Safe use of unix signals with multiprocessing module in python
""
Dear reader, since you are interested in this blog post, I am assuming
you are familiar with signal
module, which lets you catch unix signals
from within your python script. I am also assuming you are an enthusiast
parallel processing fan boy like me and try to make the best use of python’s
parallel processsing frame work - multiprocessing
in day to day
programming. :)
""
The conflict
signal
is a great module! multiprocessing
is too. But together they
behave aginst each other if you are not careful about their interaction.
If you ever tried to use both of them in a single script, you know what
I mean.
In a long running multiprocessing application, safe and clean exit
of the child processes is a must. There are a lot of ways to achieve this.
One common way is to send an Event
object to the child process. The
child will occassionally check whether that exit event is set or not and
then exit if necessary. Here’s a demo script implementing this pattern,
where the parent process feeds some data to a child worker process -
#!/usr/bin/env python3
import time
import queue
import signal
from multiprocessing import Process, Event, Queue
# The worker is intentionally too much lazy!
def lazy_ass_worker(exit_event, work_queue):
while not exit_event.is_set():
try: work = work_queue.get(timeout=1.0)
except queue.Empty: continue
print("I did job {} already! :)".format(work))
print("A small nap won't hurt anyone!")
time.sleep(1.0)
print("Doing cleanup before leaving ...")
exit_event = Event()
work_queue = Queue()
# Spawn the worker process.
cp= Process(target=lazy_ass_worker, args=(exit_event, work_queue),)
cp.start()
# Send some integers to the worker process.
for x in range(100):
work_queue.put(x)
# We wait for CTRL+C from the user.
try: signal.pause()
except KeyboardInterrupt:
# Since our worker is too delicate, we should notify it with the
# exit event and then wait for it's safe arraival / joining.
exit_event.set()
cp.join()
At the end of the script, I naively tried to catch KeyboardInterrupt
exception(which is generated by default as a response to SIGINT
signal)
in the parent process and then tried to notify the child about exit condition
so that it can do all the clean up before exiting. But if you actually run
the above script, and press CTRL+C
during the execution, the line
Doing cleanup before leaving …
is never printed. Here’s what happens
in my computer -
oscar@notebook ~ % python3 demo.py
I did job 0 already! :)
A small nap won't hurt anyone!
I did job 1 already! :)
A small nap won't hurt anyone!
^CProcess Process-1:
Traceback (most recent call last):
File "/usr/lib/python3.4/multiprocessing/process.py", line 254, in _bootstrap
self.run()
File "/usr/lib/python3.4/multiprocessing/process.py", line 93, in run
self._target(*self._args, **self._kwargs)

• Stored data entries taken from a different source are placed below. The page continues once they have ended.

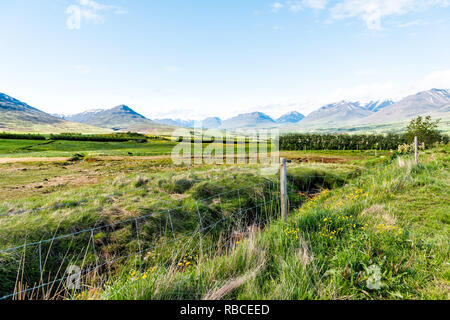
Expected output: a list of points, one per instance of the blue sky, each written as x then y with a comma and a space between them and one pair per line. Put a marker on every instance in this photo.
198, 58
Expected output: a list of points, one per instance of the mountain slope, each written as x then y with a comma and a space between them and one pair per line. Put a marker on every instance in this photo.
17, 116
376, 106
291, 117
433, 102
175, 122
249, 120
337, 113
212, 123
120, 118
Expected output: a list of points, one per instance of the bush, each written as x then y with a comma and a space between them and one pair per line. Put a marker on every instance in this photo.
297, 141
426, 131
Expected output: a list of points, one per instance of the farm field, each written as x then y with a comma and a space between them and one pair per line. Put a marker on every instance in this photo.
349, 210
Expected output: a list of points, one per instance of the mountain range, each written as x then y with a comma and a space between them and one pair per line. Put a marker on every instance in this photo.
120, 118
19, 116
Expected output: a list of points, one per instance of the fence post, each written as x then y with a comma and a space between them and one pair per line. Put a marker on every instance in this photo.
416, 149
283, 189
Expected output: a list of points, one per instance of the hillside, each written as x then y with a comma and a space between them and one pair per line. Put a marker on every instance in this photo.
120, 118
336, 113
17, 116
290, 117
434, 102
249, 120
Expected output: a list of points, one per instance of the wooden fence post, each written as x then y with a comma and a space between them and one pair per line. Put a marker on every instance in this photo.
416, 149
283, 189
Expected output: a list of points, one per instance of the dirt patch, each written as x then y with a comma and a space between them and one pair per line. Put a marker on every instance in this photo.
319, 159
64, 181
100, 158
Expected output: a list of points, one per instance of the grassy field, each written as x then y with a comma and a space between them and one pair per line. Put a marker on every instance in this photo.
61, 148
354, 215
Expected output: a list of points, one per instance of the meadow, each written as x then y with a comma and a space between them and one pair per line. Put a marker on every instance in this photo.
362, 224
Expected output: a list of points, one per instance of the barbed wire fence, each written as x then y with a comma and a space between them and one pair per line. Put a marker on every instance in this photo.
32, 259
38, 270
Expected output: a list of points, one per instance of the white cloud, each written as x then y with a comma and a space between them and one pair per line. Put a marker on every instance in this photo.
88, 11
373, 11
276, 6
172, 69
315, 4
83, 69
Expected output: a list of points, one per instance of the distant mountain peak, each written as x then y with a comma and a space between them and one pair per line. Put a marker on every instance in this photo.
291, 117
376, 106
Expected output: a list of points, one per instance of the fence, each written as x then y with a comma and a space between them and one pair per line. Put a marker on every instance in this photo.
37, 270
42, 264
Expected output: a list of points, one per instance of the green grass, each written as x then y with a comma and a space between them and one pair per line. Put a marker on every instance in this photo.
393, 218
324, 251
61, 148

File "demo.py", line 16, in lazy_ass_worker
time.sleep(1.0)
KeyboardInterrupt
oscar@notebook ~ %
What just happened?
Signals are propagated down the process tree. - that is what has
happened! Even if you catch a signal in the parent process, child processes
still receive and handle that signal. This comes in conflict with the kind of
pattern we used in the above demo, where synchronization primitives from
multiprocessing
module is used for safe cleanup.
The workaround
Every child process spawned by the multiprocessing module inherits signal
handlers from the parent process. If we set the signal handlers to SIG_IGN
for our target signals before spawning new processes, the child processes
will ignore the signals. With this strategy, our demo needs some minor
modifications -
# Save a reference to the original signal handler for SIGINT.

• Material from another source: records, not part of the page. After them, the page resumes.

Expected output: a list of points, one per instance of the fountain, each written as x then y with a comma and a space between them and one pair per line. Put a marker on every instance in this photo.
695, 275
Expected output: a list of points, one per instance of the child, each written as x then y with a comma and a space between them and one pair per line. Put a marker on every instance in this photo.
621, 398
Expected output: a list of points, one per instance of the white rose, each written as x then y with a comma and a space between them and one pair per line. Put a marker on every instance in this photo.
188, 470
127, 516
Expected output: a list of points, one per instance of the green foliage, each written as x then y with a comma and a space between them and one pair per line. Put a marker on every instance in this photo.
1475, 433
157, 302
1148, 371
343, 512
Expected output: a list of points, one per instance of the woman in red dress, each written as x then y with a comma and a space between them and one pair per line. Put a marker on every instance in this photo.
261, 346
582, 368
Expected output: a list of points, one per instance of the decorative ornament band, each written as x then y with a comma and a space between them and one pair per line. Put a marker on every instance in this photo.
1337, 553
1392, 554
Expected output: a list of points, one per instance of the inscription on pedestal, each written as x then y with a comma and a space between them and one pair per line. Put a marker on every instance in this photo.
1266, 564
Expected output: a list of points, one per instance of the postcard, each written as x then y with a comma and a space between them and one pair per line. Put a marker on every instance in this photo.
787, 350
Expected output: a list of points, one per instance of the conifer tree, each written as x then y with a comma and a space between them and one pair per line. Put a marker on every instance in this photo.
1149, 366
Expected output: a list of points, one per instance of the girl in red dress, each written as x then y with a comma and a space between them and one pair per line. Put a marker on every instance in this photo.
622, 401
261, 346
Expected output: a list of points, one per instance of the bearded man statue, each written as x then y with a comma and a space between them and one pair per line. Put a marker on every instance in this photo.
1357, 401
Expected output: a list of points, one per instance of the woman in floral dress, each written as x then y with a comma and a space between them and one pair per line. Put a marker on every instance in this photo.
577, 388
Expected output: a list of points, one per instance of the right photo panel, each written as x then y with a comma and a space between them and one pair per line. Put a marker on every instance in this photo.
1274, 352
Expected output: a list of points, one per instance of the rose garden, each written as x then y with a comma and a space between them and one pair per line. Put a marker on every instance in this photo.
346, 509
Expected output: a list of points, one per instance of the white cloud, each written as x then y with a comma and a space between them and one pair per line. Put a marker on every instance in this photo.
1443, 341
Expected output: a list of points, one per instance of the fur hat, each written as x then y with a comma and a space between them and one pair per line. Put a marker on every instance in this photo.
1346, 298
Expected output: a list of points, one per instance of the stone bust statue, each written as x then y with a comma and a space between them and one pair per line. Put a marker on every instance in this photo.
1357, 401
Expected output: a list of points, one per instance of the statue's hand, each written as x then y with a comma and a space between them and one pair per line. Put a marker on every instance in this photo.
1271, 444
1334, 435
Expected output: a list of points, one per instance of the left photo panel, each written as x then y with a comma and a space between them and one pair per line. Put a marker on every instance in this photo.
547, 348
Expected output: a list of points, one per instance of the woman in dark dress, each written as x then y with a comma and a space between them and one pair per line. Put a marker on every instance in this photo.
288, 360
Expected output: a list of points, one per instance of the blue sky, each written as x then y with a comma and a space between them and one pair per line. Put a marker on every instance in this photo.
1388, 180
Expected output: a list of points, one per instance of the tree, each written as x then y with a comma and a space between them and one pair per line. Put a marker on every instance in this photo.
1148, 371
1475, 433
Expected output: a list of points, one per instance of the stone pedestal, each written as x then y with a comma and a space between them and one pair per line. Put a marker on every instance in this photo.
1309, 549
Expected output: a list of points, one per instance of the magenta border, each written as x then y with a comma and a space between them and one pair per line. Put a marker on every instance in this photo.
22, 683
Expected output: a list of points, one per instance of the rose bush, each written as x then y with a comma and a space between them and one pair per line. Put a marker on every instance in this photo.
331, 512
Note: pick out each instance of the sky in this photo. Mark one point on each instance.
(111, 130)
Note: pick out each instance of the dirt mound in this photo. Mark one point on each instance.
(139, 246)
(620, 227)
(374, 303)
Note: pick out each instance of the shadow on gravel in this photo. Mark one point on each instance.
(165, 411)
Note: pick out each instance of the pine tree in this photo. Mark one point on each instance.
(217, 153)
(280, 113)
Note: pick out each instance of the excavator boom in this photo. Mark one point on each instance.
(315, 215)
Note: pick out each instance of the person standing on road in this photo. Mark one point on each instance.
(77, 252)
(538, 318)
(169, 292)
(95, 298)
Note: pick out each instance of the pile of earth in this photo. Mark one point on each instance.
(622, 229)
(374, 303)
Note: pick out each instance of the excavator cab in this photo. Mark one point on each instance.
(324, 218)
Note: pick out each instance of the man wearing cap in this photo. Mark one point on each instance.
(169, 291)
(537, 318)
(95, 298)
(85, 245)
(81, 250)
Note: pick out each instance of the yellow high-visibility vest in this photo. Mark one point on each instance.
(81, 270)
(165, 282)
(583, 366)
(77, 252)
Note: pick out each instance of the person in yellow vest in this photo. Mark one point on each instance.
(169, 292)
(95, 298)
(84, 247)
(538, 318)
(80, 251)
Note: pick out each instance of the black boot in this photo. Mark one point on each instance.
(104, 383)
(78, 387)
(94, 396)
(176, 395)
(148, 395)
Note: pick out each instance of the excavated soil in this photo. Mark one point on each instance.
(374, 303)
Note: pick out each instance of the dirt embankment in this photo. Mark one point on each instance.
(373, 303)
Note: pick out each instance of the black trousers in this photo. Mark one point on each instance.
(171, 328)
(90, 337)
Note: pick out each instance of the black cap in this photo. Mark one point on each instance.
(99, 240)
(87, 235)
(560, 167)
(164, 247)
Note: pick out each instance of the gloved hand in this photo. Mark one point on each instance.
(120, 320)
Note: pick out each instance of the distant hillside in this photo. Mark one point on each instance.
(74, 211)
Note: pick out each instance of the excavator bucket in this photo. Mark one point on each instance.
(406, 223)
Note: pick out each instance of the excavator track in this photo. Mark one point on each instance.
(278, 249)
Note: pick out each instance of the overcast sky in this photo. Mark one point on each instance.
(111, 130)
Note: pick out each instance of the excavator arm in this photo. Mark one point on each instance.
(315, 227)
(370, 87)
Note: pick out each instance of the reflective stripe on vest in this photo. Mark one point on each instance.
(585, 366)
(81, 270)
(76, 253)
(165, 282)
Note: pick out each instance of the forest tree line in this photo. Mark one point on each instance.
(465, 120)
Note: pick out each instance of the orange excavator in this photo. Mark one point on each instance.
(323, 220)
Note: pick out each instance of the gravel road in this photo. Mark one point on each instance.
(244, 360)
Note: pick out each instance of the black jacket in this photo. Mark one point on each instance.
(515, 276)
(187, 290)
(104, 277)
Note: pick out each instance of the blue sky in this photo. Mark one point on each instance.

default_handler = signal.getsignal(signal.SIGINT)
# Set signal handling of SIGINT to ignore mode.
signal.signal(signal.SIGINT, signal.SIG_IGN)
exit_event = Event()
work_queue = Queue()
# Spawn the worker process.
cp= Process(target=lazy_ass_worker, args=(exit_event, work_queue),)
cp.start()
# Since we spawned all the necessary processes already,
# restore default signal handling for the parent process.
signal.signal(signal.SIGINT, default_handler)
In the above code, after all the necessary process spawnings are done, the
default signal handler is restored. If you use custom signal handlers, they
should be defined at this stage. Note that using some facilities of
multiprocessing
module, such as Queue
, Manager
etc implicitly spawns
additional processes. They should be be taken care of in a similar manner.
Caveats
Blocking important termination signals like SIGINT
, SIGTERM
etc. in the
child process is problematic at early stages of development.
Programming errors or runtime errors in the code can leave your
development system dirty with lots of zombie processes. In that case,
just kill them with a SIGKILL
, as it can not be ignored.